To Benjamin Franklin from ––– Saint Sauveur fils, 12 September 1778: résumé
From ––– Saint Sauveur fils8
ALS: American Philosophical Society
<Trieste, September 12, 1778, in French: No Frenchman venerates your qualities more than I. Born under the same sky as your Excellency, of a mother descended from a Franquelin, I submit the following along with my respectful sentiments.
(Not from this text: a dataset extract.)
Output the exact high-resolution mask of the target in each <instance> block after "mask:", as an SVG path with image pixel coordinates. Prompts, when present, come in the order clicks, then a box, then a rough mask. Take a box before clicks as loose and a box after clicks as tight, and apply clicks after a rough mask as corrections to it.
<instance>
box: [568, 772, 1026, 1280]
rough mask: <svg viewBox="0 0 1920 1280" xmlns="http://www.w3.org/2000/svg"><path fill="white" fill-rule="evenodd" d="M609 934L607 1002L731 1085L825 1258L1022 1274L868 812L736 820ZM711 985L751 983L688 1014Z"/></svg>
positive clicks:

My great-grandfather, a Franquelin, served the King in Canada. He married there, had children, and returned to France. He sent for his family, who embarked on a ship which was wrecked on an island in the St. Lawrence. M. Franquelin believed that none of his children had survived; but my grandmother, who had been ill, had remained in Canada under a nursemaid’s care. Thinking herself an orphan, she married and never followed the traces of her father. From my own father’s research, we learn that after he left his country, my great-grandfather was never seen again there.
Please excuse this minute detail. I offer it in hopes that the similarity in names might merit some title to your benevolence.>
8. He signs himself vice-consul in Trieste. His father, consul in that city, wrote on the same day in support of this letter. He, too, wishes a place in BF’s esteem. He might have the good fortune of being known to him, having served in Canada as “secretaire du Gouvernement.” He and his son owe their careers to M. de Sartine. APS. Father and son are listed under consuls in Trieste in the Almanach royal for 1778, p. 502.